The user dataset reflects the information about account-holders as of June 15, 2021. Values in the dataset are final, seeing as people may have updated their information or moved since the account was created. The user dataset is stored in the sarafu_users_20210615.csv file. Each record corresponds to a registered account with the Sarafu system, including the following columns:
id — Assigned by the system. PostgreSQL user index.
start — Assigned by the system. Date of account registration. Format: YYYY-MM-DD HH:MM:ss
final_bal — Assigned by the system. Final balance in units of Sarafu at the time the dataset was extracted.
gender — Declared by the user. The user can select among Male, Female, and Other via the USSD interface. Missing values are Unknown.
area_name — Assigned by GE staff. Standardized name of a geographic area derived from the user-provided home location: Kinango Kwale, Mukuru Nairobi, Misc Nairobi, Kisauni Mombasa, Misc Mombasa, Kilifi, Nyanza, Turkana, Misc Rural Counties, other. Missing values are included in other.
area_type — Assigned by GE staff. Designation of settlement type based on user-provided home location: urban, rural, periurban, other. Missing values are included in other.
held_roles — Assigned by the system. Designation of the account type as recognized by the system. beneficiary accounts are regular users; this is the default. group_account designation indicates a recognized local savings and investment group (chama). admin accounts are used by staff for currency management and administrative operations. The token_agent and vendor accounts were used to facilitate in-cash and in-kind donations, respectively. ‘None’ accounts were created in error and are not tied to a user.
business_type — Assigned by GE staff.
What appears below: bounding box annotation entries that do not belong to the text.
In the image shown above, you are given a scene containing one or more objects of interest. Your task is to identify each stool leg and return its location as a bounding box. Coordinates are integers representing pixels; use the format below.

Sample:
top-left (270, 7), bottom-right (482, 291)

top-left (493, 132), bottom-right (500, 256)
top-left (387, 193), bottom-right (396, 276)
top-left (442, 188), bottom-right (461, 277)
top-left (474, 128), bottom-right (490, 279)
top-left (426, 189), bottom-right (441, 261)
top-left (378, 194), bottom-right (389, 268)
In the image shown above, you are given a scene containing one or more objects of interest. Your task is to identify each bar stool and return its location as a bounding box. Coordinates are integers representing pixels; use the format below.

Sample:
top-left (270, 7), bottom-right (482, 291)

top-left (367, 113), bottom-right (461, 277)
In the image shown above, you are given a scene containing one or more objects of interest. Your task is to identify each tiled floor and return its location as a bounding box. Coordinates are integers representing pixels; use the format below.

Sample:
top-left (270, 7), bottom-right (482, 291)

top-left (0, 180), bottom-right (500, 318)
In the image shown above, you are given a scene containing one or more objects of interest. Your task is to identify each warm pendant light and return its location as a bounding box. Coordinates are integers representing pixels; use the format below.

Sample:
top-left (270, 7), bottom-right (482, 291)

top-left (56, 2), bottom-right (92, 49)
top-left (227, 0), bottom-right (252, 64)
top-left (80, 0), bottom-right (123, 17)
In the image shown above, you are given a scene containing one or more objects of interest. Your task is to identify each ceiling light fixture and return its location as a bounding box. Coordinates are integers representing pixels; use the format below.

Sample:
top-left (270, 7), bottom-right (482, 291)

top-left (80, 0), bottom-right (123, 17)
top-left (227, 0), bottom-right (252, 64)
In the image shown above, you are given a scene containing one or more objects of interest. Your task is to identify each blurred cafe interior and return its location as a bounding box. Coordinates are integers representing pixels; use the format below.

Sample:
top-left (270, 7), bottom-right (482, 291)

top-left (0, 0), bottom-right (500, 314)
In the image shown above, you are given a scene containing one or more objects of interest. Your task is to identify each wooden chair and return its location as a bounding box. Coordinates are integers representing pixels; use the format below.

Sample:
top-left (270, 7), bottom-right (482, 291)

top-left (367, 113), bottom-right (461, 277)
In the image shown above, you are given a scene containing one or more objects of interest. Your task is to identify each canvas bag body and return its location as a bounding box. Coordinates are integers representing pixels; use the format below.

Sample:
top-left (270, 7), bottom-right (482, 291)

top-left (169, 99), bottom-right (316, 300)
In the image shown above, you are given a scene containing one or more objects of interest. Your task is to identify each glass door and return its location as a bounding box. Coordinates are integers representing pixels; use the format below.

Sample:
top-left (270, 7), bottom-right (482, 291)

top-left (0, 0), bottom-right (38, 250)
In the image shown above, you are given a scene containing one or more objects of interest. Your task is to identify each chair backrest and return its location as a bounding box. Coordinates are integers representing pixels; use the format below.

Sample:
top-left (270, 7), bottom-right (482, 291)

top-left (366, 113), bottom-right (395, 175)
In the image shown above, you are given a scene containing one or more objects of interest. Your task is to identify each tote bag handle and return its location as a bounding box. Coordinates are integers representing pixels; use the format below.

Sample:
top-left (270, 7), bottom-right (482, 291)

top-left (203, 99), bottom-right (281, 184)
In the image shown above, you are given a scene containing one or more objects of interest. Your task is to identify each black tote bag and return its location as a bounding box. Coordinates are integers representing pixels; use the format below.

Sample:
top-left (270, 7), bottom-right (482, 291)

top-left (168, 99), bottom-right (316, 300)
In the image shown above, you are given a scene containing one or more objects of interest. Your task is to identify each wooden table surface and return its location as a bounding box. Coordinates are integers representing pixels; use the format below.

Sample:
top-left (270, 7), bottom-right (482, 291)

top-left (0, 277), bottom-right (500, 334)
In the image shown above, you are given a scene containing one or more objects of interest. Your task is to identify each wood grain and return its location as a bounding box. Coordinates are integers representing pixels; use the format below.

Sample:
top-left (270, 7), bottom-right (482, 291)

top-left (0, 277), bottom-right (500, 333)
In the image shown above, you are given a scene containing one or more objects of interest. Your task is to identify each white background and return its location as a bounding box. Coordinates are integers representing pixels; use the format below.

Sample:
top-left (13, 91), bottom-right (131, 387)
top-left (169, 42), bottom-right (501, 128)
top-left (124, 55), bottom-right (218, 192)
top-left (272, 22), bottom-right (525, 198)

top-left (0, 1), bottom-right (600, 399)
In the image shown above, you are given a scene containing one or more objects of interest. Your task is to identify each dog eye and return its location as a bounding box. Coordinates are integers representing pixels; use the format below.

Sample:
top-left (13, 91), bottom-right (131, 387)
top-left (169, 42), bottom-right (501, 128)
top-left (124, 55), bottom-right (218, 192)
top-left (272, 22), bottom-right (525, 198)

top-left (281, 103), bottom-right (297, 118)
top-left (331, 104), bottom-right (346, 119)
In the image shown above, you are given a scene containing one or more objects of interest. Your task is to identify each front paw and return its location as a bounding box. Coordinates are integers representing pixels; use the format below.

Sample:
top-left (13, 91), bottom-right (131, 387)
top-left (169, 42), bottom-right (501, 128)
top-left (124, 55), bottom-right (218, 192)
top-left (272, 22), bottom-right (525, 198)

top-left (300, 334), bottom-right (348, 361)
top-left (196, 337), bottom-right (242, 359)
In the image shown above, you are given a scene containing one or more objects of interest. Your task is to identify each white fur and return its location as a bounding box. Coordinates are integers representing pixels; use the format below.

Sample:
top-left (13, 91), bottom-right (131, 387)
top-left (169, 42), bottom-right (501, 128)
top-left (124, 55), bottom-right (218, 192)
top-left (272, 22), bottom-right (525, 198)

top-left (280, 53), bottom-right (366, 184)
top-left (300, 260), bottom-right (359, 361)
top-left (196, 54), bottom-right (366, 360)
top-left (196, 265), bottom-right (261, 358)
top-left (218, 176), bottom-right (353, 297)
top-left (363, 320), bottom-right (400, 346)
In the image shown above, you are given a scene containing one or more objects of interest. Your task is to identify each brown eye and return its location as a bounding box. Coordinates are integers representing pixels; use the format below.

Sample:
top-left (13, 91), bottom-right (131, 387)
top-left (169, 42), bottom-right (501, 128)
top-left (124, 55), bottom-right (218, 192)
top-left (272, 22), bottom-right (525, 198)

Standardized category of economic activity derived from user-provided product category. A description of the values:
labour — Non-farm workers.
food — Sellers of local food.
farming — Farmers or workers on farms, e.g., labourers specialised in plowing fields.
shop — Kiosks, boutiques, phone shops, cafes, pubs, clothing shops, home furniture shops, flower shops, etc.
fuel/energy — Sellers of firewood, kerosene, petrol, biogas, charcoal, paraffin, and diesel.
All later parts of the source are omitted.